塊根の症状(品種「高系14号」)(出典:生研支援センターイノベーション創出強化研究推進事業(01020C)令和2年度版マニュアル「サツマイモ基腐病の発生生態と防除対策」)
6月に県南地域のサツマイモほ場で、茎葉部の黄化や茎地際部の黒変症状が確認された。

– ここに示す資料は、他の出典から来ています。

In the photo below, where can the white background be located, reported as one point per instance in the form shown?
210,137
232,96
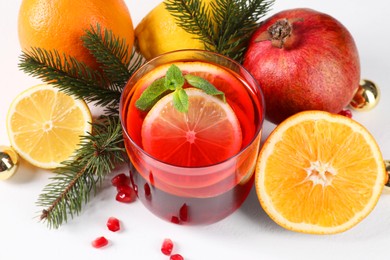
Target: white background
248,233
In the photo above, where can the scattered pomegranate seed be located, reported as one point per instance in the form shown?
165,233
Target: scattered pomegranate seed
124,188
113,224
99,242
346,112
183,213
125,197
147,191
167,246
120,179
176,257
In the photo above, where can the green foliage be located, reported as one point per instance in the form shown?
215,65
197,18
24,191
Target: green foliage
225,26
103,149
174,81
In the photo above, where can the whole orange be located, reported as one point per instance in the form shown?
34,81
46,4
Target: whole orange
60,24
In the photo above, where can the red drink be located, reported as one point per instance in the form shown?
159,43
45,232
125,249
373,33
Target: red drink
199,192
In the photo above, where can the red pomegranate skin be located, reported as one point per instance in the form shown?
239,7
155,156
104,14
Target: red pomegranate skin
317,68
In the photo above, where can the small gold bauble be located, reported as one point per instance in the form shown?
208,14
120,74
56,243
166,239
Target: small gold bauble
8,162
366,97
387,185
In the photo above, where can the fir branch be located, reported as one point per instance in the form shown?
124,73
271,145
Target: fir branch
104,87
80,177
112,53
69,75
225,27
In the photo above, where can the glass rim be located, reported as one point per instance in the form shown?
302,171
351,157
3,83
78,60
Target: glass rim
242,150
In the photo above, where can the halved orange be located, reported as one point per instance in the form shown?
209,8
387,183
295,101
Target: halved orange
319,173
207,134
45,125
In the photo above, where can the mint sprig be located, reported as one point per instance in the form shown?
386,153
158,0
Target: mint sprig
174,81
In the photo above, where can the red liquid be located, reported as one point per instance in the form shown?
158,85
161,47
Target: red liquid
203,194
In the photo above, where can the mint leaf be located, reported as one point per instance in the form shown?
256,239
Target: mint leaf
207,87
174,78
151,94
180,100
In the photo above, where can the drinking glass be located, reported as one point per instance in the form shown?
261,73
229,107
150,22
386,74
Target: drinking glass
194,195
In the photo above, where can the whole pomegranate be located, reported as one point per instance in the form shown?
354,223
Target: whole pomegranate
303,60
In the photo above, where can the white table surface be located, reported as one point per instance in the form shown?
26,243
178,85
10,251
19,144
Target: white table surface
247,234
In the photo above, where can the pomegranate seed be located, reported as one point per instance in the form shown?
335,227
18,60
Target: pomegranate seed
99,242
167,246
175,220
147,191
126,197
346,112
176,257
113,224
120,179
183,213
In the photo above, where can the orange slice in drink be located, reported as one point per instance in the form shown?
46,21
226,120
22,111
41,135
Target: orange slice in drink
224,80
319,173
207,134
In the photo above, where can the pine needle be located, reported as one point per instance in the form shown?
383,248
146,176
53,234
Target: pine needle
80,177
225,26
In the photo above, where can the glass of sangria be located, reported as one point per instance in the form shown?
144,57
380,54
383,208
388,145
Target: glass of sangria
193,166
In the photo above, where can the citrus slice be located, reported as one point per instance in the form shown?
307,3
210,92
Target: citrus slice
319,173
44,125
207,134
223,79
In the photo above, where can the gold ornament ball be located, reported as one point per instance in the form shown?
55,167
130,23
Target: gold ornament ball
366,97
387,185
8,162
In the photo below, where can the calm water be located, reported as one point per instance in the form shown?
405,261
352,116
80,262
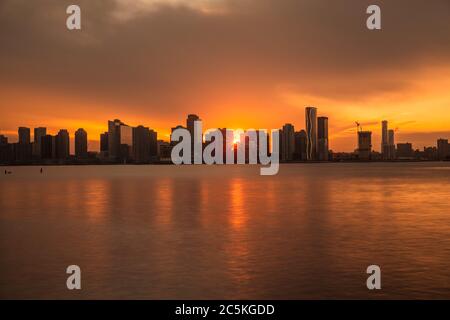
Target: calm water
224,232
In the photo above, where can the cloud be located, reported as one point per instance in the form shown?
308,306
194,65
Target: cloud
160,58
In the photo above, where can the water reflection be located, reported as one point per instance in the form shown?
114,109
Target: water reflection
226,232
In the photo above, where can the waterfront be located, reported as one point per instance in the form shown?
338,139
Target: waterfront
225,232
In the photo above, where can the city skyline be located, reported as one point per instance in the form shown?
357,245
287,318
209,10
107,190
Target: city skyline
242,66
140,144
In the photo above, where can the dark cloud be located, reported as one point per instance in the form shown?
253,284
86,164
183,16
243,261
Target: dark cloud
176,58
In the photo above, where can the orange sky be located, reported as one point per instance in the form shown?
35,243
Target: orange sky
237,64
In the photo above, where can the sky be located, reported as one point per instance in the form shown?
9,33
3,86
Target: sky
235,63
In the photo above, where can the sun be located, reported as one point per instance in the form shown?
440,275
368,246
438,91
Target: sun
237,136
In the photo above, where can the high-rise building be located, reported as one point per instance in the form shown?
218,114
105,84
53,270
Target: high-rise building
47,147
287,142
384,139
311,133
364,145
3,140
24,135
23,149
38,134
141,144
322,139
120,140
153,145
300,145
443,149
62,145
405,151
190,125
391,143
104,142
81,151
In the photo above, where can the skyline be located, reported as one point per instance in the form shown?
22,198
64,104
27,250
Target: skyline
314,133
375,128
239,64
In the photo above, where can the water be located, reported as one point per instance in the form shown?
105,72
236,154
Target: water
225,232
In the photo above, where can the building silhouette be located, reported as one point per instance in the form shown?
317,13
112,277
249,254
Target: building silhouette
300,145
311,133
287,142
190,125
364,145
24,135
141,144
62,146
47,148
405,151
81,144
322,139
384,140
443,149
38,134
120,140
391,145
104,145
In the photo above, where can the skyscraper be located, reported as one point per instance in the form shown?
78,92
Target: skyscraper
391,143
384,140
47,147
443,149
153,145
23,149
3,140
38,134
120,140
322,138
24,135
104,142
364,145
62,145
81,151
287,142
141,144
300,145
190,125
405,151
311,133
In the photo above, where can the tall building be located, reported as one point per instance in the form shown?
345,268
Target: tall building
47,147
153,145
62,145
311,133
287,142
300,145
3,140
23,149
81,151
384,139
38,134
24,135
141,144
364,145
405,151
190,123
120,140
322,139
391,144
104,142
443,149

このほ場で採取したサツマイモ茎葉の診断を、農研機構植物防疫研究部門に依頼した結果、同県で未発生のサツマイモ基腐病と同定された。
国内の発生報告では、平成30(2018)年に沖縄県で初めて確認され、その後、鹿児島、宮崎、熊本、福岡、長崎、高知、静岡、岐阜、群馬県の計10県で確認されている。

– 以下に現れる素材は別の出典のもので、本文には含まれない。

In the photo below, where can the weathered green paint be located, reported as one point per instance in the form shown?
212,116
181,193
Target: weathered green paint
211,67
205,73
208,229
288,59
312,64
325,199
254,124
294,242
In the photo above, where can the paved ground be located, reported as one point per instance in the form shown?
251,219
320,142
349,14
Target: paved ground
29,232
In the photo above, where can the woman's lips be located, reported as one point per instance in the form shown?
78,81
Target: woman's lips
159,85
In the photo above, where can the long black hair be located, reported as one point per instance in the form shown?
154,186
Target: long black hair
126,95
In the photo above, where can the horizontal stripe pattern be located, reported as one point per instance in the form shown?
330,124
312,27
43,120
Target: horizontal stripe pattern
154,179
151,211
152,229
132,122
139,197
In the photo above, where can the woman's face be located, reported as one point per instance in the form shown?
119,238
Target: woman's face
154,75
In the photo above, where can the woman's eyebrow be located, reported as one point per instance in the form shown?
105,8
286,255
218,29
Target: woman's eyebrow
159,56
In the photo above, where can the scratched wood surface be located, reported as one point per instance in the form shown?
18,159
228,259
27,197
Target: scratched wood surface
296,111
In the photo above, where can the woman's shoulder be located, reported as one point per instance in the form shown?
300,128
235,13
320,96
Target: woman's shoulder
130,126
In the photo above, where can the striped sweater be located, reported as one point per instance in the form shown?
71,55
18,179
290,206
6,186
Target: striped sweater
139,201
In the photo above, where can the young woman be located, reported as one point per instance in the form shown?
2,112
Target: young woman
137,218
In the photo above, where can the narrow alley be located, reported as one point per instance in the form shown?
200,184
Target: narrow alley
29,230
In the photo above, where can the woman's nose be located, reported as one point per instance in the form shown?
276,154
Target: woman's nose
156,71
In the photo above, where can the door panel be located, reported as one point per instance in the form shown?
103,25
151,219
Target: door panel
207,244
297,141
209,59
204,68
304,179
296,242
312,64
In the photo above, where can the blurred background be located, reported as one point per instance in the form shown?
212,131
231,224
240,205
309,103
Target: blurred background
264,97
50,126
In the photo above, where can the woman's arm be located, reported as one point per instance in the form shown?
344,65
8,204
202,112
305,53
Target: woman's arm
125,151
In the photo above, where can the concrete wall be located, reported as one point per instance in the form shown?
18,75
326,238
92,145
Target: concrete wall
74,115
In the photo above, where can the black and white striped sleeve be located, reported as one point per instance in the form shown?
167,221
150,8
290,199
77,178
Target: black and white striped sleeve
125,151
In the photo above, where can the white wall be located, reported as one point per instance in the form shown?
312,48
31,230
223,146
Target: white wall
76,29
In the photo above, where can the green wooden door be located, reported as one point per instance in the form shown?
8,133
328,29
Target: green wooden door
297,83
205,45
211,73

この病は、ヒルガオ科植物のみに寄生し、苗床で発病した株は、苗基部の黒変、地上部の葉巻や萎縮症状などがみられる。ほ場では、茎の地際部の黒変、茎葉の黄変、しおれ症状などが発生する。茎葉が繁茂する時期は、茎が黒~黒褐色に変色し、地上部が枯死する。
塊根の症状では、主になり首側から腐敗し、塊根全体まで拡がる。収穫時には無病徴でも、収穫後の貯蔵中に発病することがある。
発病株には、多数の柄子殻が形成され、降雨などの水で内部から大量の胞子が漏出する。胞子は、激しい風雨やほ場の停滞水で、畝や畝間に沿って拡散し、周辺の健全な株に感染する。
防除対策は次のとおり。
○採苗する場合は、腐敗や傷のない健全な種イモを使用し、採苗当日に必ず苗消毒を行う。購入苗も、未消毒の場合は苗消毒を実施する。

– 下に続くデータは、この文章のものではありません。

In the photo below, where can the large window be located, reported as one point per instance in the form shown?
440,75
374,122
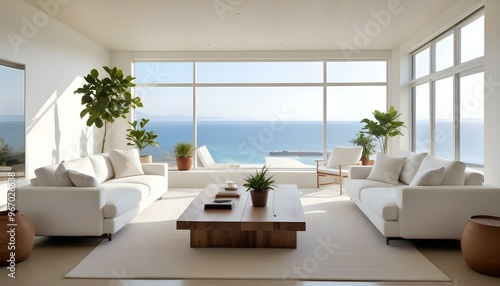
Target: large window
259,112
447,89
12,135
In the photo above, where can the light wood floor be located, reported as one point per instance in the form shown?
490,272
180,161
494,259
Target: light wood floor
53,257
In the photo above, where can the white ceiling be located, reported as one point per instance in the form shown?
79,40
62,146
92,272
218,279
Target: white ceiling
222,25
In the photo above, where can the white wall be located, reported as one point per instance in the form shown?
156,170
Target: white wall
492,92
56,59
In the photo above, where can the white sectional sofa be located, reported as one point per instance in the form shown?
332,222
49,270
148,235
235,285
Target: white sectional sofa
419,196
91,196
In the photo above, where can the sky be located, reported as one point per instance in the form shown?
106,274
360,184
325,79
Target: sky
291,89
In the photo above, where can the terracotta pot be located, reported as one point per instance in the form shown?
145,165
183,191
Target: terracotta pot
259,199
184,164
18,233
481,244
146,159
365,161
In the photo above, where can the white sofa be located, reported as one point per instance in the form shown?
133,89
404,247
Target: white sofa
91,196
419,196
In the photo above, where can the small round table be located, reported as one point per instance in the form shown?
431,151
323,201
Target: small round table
481,244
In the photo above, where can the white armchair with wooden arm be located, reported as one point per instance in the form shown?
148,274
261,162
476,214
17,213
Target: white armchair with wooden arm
338,163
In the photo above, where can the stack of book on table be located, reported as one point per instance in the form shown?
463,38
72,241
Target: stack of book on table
219,204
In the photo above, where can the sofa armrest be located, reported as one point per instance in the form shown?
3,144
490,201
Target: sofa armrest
442,211
65,211
359,172
155,169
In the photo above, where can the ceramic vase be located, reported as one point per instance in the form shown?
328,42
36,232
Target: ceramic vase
481,244
259,199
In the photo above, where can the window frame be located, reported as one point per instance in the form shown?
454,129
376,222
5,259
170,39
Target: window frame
324,84
456,71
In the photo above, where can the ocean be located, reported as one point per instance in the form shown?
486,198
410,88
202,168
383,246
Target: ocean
249,142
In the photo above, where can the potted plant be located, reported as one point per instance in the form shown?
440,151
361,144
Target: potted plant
385,125
259,186
183,151
368,144
140,138
107,99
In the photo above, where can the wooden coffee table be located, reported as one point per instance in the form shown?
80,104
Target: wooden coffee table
273,226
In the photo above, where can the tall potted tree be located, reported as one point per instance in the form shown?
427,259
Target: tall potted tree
368,144
140,138
383,127
107,99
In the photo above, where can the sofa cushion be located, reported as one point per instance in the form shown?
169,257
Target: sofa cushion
82,165
119,199
102,167
125,162
473,177
429,177
153,183
411,165
382,201
354,187
45,175
386,168
82,180
454,171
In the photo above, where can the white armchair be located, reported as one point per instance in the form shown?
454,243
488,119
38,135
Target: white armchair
338,163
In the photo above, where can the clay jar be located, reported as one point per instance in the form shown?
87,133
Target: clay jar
18,233
481,244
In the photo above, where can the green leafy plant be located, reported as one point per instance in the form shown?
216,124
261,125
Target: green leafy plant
384,126
139,137
5,150
260,182
183,150
108,98
367,142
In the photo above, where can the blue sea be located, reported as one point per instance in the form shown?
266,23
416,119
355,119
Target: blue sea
250,142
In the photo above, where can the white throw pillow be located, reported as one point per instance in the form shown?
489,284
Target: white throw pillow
410,168
454,171
429,177
45,175
125,162
82,165
386,169
82,180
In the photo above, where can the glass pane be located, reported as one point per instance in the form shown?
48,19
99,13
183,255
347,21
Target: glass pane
259,72
472,40
245,124
444,129
347,106
355,71
472,118
163,72
422,119
421,64
444,53
12,135
170,110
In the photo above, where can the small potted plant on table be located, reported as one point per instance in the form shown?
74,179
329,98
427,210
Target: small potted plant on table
259,186
183,151
368,144
140,138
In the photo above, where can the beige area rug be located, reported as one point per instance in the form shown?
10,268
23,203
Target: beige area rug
339,244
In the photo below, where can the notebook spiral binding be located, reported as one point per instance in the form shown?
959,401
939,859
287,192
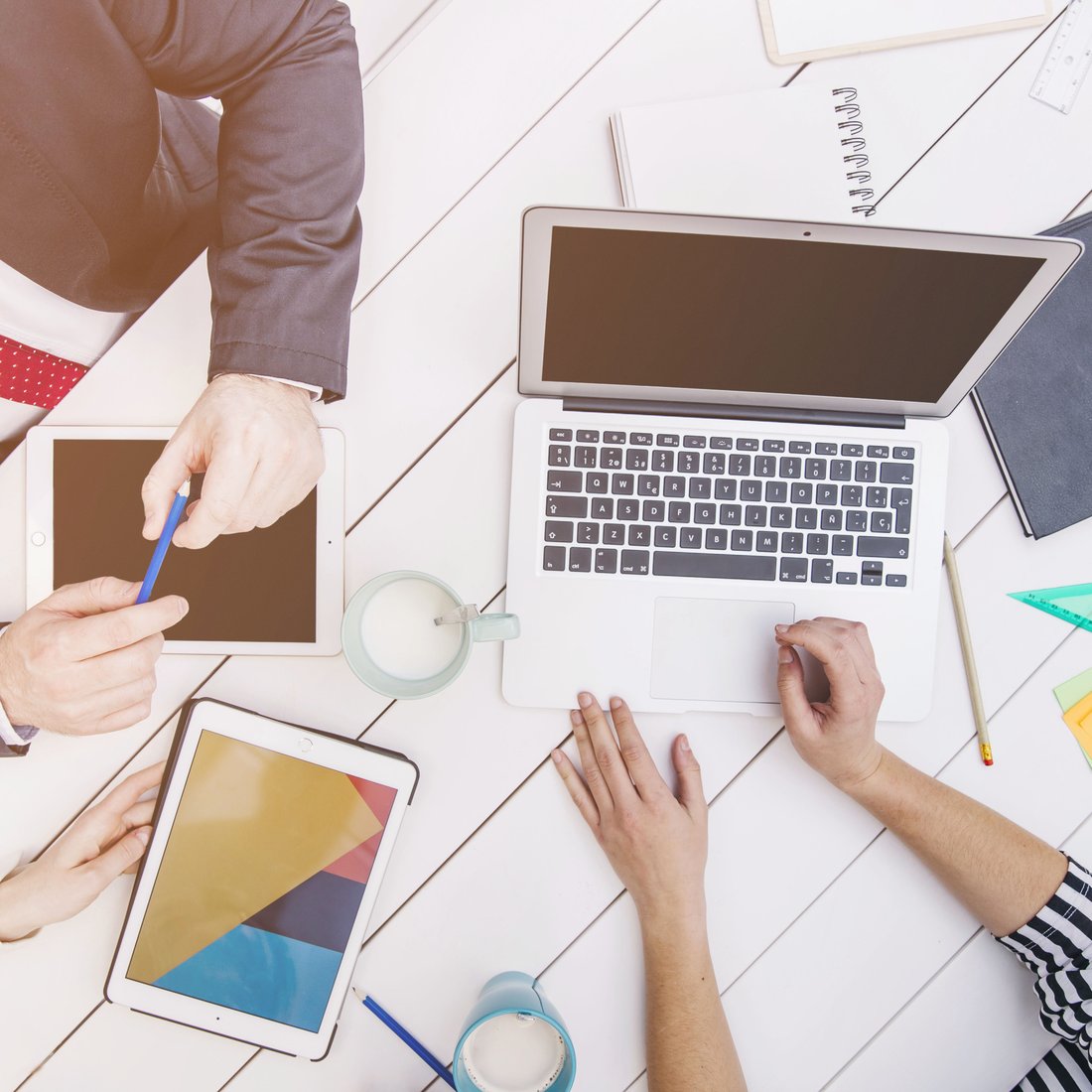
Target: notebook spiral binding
854,153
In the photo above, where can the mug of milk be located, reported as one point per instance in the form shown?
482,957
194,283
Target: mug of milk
514,1040
407,634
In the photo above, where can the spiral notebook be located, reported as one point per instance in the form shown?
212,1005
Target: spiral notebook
803,152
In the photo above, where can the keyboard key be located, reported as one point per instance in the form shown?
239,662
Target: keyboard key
554,558
690,537
896,473
580,559
565,480
901,503
718,566
883,547
794,569
717,538
569,508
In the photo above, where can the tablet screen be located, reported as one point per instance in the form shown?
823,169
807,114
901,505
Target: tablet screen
260,883
257,587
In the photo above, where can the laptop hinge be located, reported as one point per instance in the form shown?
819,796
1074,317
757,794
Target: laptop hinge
736,413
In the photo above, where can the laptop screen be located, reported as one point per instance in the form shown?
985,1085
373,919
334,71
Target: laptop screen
795,317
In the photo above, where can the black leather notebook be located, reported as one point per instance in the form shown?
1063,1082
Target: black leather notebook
1035,402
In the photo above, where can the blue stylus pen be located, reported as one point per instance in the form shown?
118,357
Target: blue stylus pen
161,547
421,1050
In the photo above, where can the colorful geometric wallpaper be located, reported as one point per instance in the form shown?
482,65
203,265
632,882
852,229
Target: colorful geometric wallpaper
261,882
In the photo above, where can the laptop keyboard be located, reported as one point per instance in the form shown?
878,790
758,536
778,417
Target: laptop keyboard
734,506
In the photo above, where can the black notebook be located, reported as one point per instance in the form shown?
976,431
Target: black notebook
1035,402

○ほ場をよく観察し早期発見に努め、発病株(茎葉や塊根)は速やかに抜き取り、ほ場やその周辺に残さないよう適正に処分する。
○発病株の除去後は、周辺株への感染を防止するため、この病に登録のある農薬散布を行う。
○この病が発生したほ場では、次作のサツマイモ栽培を控え、ヒルガオ科以外の作物で輪作する。
○ 排水が不良な場所で発病しやすいため、排水対策を徹底する。
○この病原菌は、サツマイモの残さで越冬し、翌年の一次伝染源となるため、サツマイモ残さはほ場外へ持ち出し、適切に処分する。
○発生ほ場で使用した資材などは、消毒・洗浄を徹底する。